In 2011 and 2012, Justiniano was convicted on counts of possessing child pornography, pleading guilty to the charges levied against him.

==Bibliography==
Comics work (interior pencil art) includes:

===DC===
- 52 #50, 52 (among other artists) (2007)
- Beast Boy, miniseries, #1-4 (2000)
- Brave and the Bold vol. 2 #31 (along with Chad Hardin) (2010)
- Countdown to Mystery, miniseries, #1-4, 6-7 (2007–08)
- Creeper, miniseries, #1-3, 6 (2006–07)
- Day of Vengeance, miniseries, #1-6 (2005)
- Day of Vengeance: Infinite Crisis Special #1 (2006)
- DCU: Brave New World (Creeper) (2006)
- Doom Patrol vol. 5 #4-5 (2010)
- Flash vol. 2 #190, 219 (2002–05)
- Human Race, miniseries, #2-4, 7 (2005)
- JLA vol. 3, JLA: Shogun of Steel (2002)
- Justice Leagues: JLA (2001)
- Legends of the DC Universe 80-Page Giant #2 (Beast Boy) (2000)
- Reign in Hell, miniseries, (Dr.
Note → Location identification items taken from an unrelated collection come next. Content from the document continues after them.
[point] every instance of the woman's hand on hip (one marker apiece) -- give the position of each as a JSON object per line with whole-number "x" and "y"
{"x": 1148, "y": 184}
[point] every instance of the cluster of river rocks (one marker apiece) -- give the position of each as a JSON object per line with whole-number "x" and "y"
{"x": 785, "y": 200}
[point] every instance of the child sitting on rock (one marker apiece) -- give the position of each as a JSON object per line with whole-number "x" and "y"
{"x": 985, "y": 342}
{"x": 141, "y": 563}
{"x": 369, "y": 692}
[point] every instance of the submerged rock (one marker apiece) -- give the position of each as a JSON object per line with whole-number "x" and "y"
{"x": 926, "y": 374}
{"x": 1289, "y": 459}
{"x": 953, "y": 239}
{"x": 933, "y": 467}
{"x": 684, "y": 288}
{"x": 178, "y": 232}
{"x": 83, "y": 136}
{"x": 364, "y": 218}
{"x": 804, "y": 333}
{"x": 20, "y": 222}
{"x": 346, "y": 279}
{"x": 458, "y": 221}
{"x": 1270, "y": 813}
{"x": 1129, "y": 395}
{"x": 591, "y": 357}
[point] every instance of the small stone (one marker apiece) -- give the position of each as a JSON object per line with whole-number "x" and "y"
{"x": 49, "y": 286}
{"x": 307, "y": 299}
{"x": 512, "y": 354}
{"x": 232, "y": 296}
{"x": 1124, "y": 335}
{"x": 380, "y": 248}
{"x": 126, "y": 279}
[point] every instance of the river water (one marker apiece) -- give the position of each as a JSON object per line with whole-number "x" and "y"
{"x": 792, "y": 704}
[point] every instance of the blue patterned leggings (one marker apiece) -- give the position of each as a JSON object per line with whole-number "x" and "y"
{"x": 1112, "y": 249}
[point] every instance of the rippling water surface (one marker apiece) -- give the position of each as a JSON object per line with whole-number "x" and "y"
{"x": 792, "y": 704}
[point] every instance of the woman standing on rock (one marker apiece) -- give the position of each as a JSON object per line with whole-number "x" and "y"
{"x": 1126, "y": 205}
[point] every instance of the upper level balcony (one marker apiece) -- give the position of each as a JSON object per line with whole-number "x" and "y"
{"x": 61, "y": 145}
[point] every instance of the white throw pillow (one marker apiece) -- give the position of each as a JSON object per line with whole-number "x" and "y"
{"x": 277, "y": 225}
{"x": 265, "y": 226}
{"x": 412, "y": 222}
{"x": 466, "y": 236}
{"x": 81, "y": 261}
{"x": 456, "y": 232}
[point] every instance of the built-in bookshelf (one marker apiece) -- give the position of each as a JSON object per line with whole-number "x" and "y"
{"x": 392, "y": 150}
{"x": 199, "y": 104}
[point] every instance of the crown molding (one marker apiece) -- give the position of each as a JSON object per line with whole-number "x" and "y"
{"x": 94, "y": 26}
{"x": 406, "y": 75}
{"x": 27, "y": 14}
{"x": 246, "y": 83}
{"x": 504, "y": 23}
Occult backup stories) #3-4 (2008)
- Spirit #26-28 (2009)
- Spirit vol. 2 #3 (2010)
- Star-Spangled War Stories #1 (Mademoiselle Marie) (along with Tom Derenick) (2010)
- Superman vol. 2, 80-Page Giant #3 (2000)
- Teen Titans: Beast Boy & Girls (2005)
- Titans #3-4 (1999)
- Young Justice 80-Page Giant #1 (1999)

===Marvel===
- Incredible Hulk #434 (1995)
- What If? #69 (1995)
- X-Men: Alterniverse Visions (1996)

==Personal life==
On May 10, 2011, Justiniano was arrested on charges of first-degree possession of child pornography, in connection with a July 2010 incident in which he allegedly gave a thumb drive containing child pornography to an employee of a funeral home by mistake.

On November 2, 2012, Justiniano pleaded guilty to second-degree possession of child pornography and was sentenced to a 10-year suspended sentence after he served three years in prison, followed by 10 years of probation.